Kevin Pho: And when you bring these issues up to the health care leaders in your local area or hospital administrators, I’m sure that’s been expressed to them. In general, what have their responses been like?

Pamela Buchanan: I feel like it’s such deaf ears. And that’s what burns me up, because I see that we’re on the precipice of a crisis. There aren’t enough doctors in general, and not enough young doctors are choosing primary care for obvious reasons. And so that’s where we need to figure out a way—we need to give doctors more support. We need to keep more doctors in practice. We cannot all quit. It’s just not good for society.

So when I speak to administration about that, that’s what I speak to them about. I’m passionate that we need to make sure that doctors have good mental health, and make sure that they have coaching and access to various things to keep them healthy mentally and practicing—connecting them back to the why: why they became a doctor. I think injecting a sense of purpose connects you back to why you became a doctor, so you stay fulfilled in your job.

Kevin Pho: What kind of message do you have for patients? Let’s say they’re waiting six months for a primary care physician and they see no recourse but to go to an urgent care or emergency department to get basic chronic care services. Do you have any messages for them in terms of options or tips?

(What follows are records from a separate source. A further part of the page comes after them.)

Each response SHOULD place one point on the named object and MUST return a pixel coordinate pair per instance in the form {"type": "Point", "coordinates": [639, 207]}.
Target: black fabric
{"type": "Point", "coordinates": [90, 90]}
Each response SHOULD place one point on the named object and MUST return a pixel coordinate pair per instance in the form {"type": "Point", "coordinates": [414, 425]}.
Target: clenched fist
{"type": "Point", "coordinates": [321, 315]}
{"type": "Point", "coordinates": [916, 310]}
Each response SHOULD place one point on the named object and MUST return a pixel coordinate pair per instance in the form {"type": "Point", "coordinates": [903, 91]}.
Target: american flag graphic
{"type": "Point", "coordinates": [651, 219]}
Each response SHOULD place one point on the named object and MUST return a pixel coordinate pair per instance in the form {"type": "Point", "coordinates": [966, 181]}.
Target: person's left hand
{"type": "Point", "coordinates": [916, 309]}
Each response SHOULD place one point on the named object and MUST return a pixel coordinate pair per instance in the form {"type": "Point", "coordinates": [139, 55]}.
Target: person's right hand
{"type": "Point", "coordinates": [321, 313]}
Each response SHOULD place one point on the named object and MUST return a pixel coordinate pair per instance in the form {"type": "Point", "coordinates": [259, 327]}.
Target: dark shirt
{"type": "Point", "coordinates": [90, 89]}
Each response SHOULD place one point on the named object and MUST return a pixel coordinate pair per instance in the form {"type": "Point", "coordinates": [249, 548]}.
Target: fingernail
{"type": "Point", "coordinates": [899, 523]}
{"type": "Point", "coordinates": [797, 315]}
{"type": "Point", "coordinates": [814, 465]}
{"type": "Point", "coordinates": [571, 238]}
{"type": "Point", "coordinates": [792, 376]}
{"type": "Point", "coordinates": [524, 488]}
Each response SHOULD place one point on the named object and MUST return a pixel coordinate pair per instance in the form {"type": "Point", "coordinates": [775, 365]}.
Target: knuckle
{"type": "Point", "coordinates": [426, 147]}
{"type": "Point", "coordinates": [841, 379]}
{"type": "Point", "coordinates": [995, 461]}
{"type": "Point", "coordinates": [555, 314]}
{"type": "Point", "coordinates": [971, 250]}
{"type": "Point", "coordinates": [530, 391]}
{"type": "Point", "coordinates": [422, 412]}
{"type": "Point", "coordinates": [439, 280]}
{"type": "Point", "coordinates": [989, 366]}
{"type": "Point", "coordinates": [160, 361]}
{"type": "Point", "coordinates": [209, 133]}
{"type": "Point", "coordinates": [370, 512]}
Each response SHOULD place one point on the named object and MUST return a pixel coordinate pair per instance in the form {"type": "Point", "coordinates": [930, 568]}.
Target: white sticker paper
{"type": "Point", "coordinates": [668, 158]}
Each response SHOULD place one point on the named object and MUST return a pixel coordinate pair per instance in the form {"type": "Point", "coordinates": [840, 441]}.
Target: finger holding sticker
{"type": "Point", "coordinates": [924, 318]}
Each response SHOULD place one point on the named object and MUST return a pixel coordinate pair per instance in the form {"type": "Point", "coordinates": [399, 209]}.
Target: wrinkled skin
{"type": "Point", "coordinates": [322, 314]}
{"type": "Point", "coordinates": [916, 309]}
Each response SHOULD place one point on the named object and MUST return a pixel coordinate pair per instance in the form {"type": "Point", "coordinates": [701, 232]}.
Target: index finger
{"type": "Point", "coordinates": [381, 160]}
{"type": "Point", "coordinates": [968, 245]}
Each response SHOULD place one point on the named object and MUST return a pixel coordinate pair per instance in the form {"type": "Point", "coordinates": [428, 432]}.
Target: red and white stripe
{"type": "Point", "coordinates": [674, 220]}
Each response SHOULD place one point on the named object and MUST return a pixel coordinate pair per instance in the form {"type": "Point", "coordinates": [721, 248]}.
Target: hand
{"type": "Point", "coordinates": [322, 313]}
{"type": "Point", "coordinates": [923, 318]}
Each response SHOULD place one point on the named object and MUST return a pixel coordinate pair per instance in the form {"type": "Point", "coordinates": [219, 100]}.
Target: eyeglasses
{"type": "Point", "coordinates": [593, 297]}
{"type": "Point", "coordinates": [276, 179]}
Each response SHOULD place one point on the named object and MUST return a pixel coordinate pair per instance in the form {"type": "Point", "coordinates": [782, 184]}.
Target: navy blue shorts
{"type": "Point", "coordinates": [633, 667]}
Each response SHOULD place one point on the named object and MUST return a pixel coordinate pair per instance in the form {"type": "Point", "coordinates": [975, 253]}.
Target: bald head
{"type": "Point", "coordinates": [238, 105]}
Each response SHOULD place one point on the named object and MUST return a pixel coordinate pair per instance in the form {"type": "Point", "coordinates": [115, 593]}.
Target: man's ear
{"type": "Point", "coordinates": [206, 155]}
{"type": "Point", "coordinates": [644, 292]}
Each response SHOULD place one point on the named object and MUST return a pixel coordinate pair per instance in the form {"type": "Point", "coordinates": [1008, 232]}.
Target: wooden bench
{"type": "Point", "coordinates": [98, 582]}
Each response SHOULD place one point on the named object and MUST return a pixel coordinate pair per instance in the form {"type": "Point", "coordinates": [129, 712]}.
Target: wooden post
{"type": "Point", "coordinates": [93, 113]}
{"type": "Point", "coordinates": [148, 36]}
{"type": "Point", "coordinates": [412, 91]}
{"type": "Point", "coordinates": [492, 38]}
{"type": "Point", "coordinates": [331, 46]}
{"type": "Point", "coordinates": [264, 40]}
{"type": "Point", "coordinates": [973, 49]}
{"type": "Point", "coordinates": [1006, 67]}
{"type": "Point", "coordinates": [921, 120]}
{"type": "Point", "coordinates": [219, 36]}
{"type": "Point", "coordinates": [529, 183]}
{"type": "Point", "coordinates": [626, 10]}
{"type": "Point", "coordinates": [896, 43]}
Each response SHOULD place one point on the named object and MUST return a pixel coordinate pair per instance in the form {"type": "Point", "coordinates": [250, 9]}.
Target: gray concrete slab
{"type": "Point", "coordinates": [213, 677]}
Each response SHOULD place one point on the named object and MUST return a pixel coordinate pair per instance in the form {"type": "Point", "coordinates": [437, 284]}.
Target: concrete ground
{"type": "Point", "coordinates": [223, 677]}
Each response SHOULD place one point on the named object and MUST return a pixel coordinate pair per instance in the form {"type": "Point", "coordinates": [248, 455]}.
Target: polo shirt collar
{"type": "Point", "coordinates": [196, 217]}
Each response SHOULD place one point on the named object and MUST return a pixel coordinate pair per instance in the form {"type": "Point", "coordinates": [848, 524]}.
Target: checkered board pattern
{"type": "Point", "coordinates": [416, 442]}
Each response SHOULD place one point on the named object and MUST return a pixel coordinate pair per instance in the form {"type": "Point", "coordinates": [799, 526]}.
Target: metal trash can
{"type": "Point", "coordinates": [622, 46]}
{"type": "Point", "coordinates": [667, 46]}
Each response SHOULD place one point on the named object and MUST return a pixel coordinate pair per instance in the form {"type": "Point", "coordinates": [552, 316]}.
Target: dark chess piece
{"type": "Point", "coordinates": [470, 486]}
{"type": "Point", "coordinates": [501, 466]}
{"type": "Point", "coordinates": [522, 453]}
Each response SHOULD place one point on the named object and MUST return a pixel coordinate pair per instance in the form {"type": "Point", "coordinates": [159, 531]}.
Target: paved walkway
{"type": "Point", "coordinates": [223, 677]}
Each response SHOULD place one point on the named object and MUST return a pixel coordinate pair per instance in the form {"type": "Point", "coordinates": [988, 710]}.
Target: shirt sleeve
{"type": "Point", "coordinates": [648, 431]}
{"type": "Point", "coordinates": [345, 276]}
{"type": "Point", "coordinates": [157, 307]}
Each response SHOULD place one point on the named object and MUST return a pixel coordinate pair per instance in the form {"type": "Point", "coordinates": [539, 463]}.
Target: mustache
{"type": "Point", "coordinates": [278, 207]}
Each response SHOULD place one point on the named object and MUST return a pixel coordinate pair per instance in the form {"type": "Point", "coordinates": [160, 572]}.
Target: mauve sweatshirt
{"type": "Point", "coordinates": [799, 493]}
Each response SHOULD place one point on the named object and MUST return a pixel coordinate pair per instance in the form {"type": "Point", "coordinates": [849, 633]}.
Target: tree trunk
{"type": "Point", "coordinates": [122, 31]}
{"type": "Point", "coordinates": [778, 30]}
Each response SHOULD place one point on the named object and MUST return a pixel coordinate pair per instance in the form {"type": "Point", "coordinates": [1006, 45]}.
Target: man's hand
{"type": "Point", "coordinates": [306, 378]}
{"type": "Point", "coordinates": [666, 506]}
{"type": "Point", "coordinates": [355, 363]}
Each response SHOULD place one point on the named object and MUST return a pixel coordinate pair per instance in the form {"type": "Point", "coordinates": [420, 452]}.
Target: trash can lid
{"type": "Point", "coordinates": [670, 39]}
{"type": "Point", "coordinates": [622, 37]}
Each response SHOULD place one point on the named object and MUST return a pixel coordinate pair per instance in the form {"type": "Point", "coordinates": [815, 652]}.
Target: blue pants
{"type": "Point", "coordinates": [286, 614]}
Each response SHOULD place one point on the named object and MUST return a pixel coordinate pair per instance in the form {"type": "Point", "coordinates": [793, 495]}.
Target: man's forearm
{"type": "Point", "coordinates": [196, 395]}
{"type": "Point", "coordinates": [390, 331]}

Pamela Buchanan: Well, I do give my patients a spiel that, number one, when you do get a good primary care physician, please let them know you appreciate them, and keep your appointments, because their time is very valuable. Look around in your community, because you have to do some legwork—some hunting—to find out who is taking patients within your insurance. Especially if you have a serious chronic illness, your health depends on it. And sometimes you may have to travel. Sometimes you may have to go 45 minutes out, even an hour out, to be able to get in with primary care. And if it’s only every few months, it’s worth it. So being creative in the solution is what I tell the patients.

Kevin Pho: We’re talking to Pamela Buchanan. She’s a family physician. Today’s KevinMD article is “The ER doctor who became the new PCP.” Pamela, as always, let’s end with some take-home messages that you would like to leave with the KevinMD audience.

Pamela Buchanan: All right. I leave a message that all physicians should take care of themselves. If you’re feeling stressed, that you don’t want to do this anymore, I advise you to seek out a counselor, therapist, or a coach. You can reach me at DrBeStrong.com because I’m committed to keeping more physicians in practice in a healthy way.

Kevin Pho: Pamela, as always, thank you so much for sharing your story, time, and insight, and thanks again for coming back on the show.

Pamela Buchanan: Thank you, Kevin. Have a good one.